Discussion Intel current and future Lakes & Rapids thread

[jpiniero]

I thought about the big tile being SoC but Intel also said they were using Foveros. Figured they would be doing the same thing they did with Lakefield and that the SoC is the base tile.

If it is the SoC I would say it would have to have a bunch of other stuff like the L3.

 

[repoman27]

My measurements of the MTL client compute tile based on the wafer shots provided by Intel during the Intel Accelerated event are 4.85 mm x 8 mm = 38.8 mm², which checks out against Locuza's estimates. Pretty sure the larger center tile is actually the "SOC-LP" (despite being a total misnomer, that's the terminology Intel is using). It's huge because it's Intel 7 (née 10+++ / 10ESF) vs. Intel 4 (née 7nm), which is what the compute tile is made on. The skinny tile on the left is the GPU tile, which is comparatively tiny because it's TSMC N3. The little tile above the CPU die might be cache.

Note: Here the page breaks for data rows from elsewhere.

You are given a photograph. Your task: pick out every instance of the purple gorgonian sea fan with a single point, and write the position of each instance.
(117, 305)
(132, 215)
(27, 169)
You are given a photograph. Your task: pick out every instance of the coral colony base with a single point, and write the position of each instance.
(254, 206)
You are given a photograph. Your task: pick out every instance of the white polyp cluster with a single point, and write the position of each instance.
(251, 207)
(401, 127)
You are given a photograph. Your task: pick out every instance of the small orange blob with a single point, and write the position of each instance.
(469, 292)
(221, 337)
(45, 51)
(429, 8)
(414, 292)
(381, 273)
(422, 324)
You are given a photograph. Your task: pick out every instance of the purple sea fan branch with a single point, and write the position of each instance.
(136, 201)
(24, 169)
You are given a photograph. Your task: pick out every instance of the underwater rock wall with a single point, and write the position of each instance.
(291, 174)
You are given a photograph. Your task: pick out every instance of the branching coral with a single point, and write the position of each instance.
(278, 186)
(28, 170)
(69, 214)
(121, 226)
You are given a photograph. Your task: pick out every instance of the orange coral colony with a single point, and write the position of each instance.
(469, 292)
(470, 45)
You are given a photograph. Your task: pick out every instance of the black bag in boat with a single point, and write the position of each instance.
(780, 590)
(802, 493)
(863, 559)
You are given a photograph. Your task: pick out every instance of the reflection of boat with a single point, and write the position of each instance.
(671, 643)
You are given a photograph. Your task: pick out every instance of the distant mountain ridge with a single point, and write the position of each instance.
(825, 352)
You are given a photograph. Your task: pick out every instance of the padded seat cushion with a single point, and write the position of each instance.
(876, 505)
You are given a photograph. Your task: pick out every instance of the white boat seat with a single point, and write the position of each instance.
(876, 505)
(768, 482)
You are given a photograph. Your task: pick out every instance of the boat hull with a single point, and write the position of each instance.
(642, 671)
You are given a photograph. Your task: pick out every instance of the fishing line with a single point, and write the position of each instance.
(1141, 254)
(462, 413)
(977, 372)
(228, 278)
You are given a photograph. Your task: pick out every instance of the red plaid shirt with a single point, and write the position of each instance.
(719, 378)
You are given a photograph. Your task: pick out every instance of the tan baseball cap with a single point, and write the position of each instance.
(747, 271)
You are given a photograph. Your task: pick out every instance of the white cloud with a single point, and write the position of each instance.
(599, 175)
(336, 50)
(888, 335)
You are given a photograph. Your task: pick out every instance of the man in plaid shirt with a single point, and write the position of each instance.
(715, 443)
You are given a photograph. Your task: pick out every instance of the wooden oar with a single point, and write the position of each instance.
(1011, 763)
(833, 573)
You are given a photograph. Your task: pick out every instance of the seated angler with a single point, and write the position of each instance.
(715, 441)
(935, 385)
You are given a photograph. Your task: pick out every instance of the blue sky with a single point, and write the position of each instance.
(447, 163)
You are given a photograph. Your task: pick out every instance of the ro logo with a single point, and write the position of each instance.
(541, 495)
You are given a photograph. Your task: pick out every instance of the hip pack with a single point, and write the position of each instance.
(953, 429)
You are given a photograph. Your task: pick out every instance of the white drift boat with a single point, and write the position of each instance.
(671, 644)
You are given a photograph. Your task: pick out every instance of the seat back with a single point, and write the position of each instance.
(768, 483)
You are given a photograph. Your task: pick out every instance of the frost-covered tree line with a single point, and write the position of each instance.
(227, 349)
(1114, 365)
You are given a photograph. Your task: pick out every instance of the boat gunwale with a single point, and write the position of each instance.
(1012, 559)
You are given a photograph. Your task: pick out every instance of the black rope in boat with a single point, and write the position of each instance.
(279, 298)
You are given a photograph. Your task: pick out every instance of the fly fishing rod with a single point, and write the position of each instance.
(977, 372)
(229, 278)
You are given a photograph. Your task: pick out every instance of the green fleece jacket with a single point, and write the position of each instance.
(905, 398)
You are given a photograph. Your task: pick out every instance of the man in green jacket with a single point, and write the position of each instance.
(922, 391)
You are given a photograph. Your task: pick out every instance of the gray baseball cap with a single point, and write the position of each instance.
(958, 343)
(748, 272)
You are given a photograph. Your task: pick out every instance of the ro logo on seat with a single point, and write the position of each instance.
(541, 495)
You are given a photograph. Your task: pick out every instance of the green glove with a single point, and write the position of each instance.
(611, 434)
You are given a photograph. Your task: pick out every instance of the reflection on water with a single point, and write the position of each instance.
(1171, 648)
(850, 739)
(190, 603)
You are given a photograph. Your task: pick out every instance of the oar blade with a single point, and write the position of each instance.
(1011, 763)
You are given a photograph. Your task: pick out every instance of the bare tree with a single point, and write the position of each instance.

edit: The Foveros base die is probably the PCH, on either Intel 7 or good ol' 14nm. This would appear to be a single chip / mobile platform.

 

[repoman27]

I disagree. We have seen only one EMIB chiplet at the edge in all the previous Intel implementations (e.g. See Ponte Vecchio). SPR will come with different chiplet sizes; Intel says UPTO ~400mm2 Per chiplet. SPR with HBM will likely come with two different SPR tile sizes as well, or at least it’s planned as a “backup” based on what AMD does. It could also just be for Aurora. Clearly it has been planned that way. We can agree to disagree and wait for Q1/Q2 next year.

Jeezy Pete, that CNET article has amazing photos of the SPR substrate in both unpopulated and populated states. The SPR XCC compute tiles are 426.4 mm². There are two because there is a left and right that have floor plans that are essentially mirror images, but they are the same dimensions. The only tile between the compute tiles and the HBM2E stacks is the EMIB, which is embedded in the organic substrate.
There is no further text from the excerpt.